Research → Plan → Write

  • research.pyextract_keywords, web_research
  • planner.pyplan_deck: AI picks slide count, types, order, theme
  • content_generator.pygenerate_content: AI writes budget-aware text
  • agent.pySlideGeneratorAgent: fill one template from a brief
  • pipeline.pyCourseDeckPipeline: the full chained pipeline

Images

  • image_generator.pygenerate_image: AI photos, auto-detects account's model
  • svg_image_generator.pygenerate_svg_image: GPT-4o vector art (~5× cheaper)

Filling & assembly

  • slide_filler.py — write text keeping formatting, auto-shrink overflow, swap images
  • assembler.py — build a deck by picking/reordering/repeating library slides

Templating

  • template_maker.pyprepare_template: ingest + clean + AI-classify a .pptx
  • merge_template.py{{placeholder}} form + schema; AI fills; render
  • svg_template_maker.py.pptx → folder of live-text SVGs (needs LibreOffice/PowerPoint)

Theme & motion

  • theme.py — contrast-safe recoloring, 8 presets, propose_palette
  • transitions.py — PowerPoint slide transitions
  • animations.py — PowerPoint element entrance animations

Web decks

  • svg_collections.py — scan collections, fill placeholders, retheme, import_collection, generate_web_deck
  • svg_categories.py — category library + variant-selecting agent: scan_template_library, select_and_fill_slide, generate_deck_from_plan
  • html_deck.py — build a self-contained animated HTML presentation
  • svg_slide_renderer.py — filled SVGs → PNG → .pptx export

Command-line tools (examples/)

Command Purpose
web_deck.py SVG collections → animated web deck (list/check/demo/generate)
build_course_deck.py Full pipeline → .pptx
generate_deck.py Fill one template from a brief
prepare_template.py Ingest a .pptx into the template library
test_template.py Dry-run marker fill — see what's editable (free)
recolor_deck.py Re-theme an existing deck's colors
merge_deck.py {{placeholder}} workflow (make/render/generate)

What can be customized per deck

  • Words — every {{placeholder}} is AI-written, any language
  • Colors — preset, AI-picked, or custom; always contrast-safe
  • Animation — rise / fade / scale / none (web) or PowerPoint effects (pptx)
  • Slides — the planner chooses which template types to use, and their order

Fixed by design: your layout, and (for now) fonts.


Tests (offline, no API key)

.venv/bin/python tests/test_offline_pipeline.py   # parse / fill / image swap
.venv/bin/python tests/test_assembler.py          # library assembly

Known limits

  • Canva exports lose animation and live text. .pptx from Canva is static; Canva SVG outlines all text.
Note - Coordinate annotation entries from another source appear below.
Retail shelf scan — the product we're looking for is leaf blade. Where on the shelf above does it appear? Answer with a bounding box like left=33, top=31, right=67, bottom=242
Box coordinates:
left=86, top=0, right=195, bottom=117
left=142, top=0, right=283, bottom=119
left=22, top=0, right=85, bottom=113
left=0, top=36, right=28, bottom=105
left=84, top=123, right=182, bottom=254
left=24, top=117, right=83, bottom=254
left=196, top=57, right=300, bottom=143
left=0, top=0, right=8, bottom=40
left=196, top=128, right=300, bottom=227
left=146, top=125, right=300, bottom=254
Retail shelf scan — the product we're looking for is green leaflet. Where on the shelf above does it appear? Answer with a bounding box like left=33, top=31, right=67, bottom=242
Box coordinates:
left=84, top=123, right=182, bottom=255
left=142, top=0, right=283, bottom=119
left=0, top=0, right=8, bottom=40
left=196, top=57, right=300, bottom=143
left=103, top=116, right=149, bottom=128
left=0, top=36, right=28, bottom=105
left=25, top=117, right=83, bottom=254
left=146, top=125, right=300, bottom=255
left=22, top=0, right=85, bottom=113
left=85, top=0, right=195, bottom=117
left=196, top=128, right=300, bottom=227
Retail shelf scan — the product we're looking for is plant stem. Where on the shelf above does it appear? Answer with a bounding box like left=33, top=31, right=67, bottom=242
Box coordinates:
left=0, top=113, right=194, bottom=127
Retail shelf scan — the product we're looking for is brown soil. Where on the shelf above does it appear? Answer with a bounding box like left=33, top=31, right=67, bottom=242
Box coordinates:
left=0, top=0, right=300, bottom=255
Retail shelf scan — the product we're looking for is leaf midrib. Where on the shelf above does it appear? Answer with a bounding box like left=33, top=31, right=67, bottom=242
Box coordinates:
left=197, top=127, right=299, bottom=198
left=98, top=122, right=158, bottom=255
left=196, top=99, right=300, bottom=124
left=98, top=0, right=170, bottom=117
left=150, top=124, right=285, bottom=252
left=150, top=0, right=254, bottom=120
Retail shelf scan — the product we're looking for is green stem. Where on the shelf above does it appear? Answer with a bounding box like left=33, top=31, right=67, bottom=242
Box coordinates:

Design real SVG templates in Figma/Inkscape.
  • svg_template_maker.py needs a renderer. Install LibreOffice (brew install --cask libreoffice) for headless, server-ready conversion; the desktop-PowerPoint fallback is fragile.
  • Charts aren't data-driven yet. Chart-style slides render as designed art, not recomputed from numbers.
  • FastAPI app is a later milestone; all skills are import-ready for it.

Releasing a new version (maintainers)

# 1. bump version in BOTH pyproject.toml and slide_skills/__init__.py
# 2. rebuild fresh and publish
rm -rf dist && python -m build
twine upload dist/*          # username: __token__   password: your pypi-... token
# 3. tag it
git tag v0.2.22 && git push origin main --tags

PyPI versions are permanent — never reuse a number; bump to the next one.